1) Use CURL or is there something better?
2) After receiving the page (e.g. via CURL) immediately take the necessary data or to write to the file page, and then parse it. In terms of cost of operating memory the differences are?
3) Use the regular season or, for example PHP Simple HTML DOM Parser? And if the latter then what is it using? Data from each page to parse is not a lot and the speed of execution does not need.. memory Consumption intreset.
1) I'm using Guzzle, it's the same curl, but in a convenient wrapper.
2) I save the links in a file and then pass it on, if pages are few and not heavy - do not retain.
3) of the Regular season, but only in cases where ordinary methods of library data can't reach, for example on sites with a tabular layout without classes and IDs, use the phpquery library, she quickly specified.
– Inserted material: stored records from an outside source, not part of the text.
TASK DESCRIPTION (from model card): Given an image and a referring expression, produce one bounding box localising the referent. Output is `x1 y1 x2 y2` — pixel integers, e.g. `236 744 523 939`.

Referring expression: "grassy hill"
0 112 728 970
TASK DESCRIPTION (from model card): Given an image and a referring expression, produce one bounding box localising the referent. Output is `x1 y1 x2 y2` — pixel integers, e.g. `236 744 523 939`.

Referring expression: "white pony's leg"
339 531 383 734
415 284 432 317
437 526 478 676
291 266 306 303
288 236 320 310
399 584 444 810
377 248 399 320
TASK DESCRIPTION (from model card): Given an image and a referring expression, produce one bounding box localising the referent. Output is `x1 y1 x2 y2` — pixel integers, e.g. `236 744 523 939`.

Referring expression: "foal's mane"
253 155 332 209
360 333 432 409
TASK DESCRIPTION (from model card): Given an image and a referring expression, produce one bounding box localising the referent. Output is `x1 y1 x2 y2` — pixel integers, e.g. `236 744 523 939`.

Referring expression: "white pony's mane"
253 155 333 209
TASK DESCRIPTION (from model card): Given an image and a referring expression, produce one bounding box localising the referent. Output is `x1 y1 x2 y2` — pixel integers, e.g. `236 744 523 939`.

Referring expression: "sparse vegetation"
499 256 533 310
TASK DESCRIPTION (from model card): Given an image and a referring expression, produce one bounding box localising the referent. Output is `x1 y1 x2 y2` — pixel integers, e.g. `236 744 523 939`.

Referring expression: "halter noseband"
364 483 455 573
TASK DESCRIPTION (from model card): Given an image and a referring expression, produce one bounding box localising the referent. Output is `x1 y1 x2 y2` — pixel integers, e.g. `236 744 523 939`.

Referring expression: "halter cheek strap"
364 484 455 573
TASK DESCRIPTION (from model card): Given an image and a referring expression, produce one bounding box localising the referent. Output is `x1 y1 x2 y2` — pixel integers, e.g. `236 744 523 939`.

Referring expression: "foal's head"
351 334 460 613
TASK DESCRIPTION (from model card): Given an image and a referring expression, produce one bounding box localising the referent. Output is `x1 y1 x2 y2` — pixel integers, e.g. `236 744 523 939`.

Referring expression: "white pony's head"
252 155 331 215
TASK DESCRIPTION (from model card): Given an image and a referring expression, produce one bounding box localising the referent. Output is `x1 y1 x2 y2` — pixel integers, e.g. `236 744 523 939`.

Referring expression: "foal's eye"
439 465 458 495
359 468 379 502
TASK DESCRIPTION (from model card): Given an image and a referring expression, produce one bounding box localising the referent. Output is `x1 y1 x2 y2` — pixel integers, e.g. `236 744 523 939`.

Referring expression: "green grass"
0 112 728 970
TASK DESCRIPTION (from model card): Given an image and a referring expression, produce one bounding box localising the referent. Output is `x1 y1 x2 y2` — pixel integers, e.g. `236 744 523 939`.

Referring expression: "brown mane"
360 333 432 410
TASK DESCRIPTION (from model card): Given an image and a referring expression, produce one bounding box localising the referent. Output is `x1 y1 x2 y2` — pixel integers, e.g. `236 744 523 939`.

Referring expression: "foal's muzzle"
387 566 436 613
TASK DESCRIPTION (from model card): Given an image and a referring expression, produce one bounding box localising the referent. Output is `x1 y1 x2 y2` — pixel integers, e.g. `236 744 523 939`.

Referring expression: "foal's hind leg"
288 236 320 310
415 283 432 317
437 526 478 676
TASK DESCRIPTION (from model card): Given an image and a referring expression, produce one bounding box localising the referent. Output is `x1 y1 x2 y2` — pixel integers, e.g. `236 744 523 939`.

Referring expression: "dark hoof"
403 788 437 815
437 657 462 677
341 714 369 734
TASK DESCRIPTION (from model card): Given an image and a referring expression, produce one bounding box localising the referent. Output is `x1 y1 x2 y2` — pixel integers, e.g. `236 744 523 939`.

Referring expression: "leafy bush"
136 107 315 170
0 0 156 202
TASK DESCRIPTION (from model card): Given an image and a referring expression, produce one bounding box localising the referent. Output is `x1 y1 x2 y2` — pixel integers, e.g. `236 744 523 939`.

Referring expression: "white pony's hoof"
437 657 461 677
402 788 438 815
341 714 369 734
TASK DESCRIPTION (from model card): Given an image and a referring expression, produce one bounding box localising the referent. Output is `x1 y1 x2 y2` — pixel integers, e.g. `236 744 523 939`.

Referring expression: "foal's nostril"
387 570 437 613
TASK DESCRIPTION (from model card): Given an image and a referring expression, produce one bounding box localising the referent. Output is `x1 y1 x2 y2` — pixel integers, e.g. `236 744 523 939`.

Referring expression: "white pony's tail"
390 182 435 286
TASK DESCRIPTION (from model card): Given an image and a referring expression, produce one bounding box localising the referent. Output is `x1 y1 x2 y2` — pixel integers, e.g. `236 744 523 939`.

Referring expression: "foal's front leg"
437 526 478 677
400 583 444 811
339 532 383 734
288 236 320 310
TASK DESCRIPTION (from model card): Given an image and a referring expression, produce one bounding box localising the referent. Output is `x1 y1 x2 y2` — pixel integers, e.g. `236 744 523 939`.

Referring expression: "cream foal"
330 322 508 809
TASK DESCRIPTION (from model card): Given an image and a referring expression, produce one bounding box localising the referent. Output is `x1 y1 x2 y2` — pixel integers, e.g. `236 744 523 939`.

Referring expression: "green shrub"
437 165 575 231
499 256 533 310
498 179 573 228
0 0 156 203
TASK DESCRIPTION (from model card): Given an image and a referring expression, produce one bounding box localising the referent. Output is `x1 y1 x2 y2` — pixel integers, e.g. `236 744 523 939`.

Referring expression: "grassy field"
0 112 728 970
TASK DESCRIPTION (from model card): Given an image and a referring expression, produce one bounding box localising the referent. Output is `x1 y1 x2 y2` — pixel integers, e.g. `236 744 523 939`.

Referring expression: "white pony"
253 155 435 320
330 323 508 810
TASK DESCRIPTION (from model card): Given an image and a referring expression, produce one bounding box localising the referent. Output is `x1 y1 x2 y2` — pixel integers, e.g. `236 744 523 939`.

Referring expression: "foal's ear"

Rick.Satterfie answered on March 12th 20 at 08:06
1. curl for this purpose, excellent, I see no obstacles.
2. For every possible. In my case, the page hits to the database, from there is taken by the parser. The memory consumption will not tell, did not measure.
3. Use PHP Simple HTML DOM Parser - friendly interface, works fine. The regular season only in cases where nothing else.
Actually, looking at what was happening - there are better options parsing in Python sites (bs, scrappy). And much more pleasant options of parsing using headless browsers - allows more natural to the data and it is more natural to bypass some levels of protection from parsing.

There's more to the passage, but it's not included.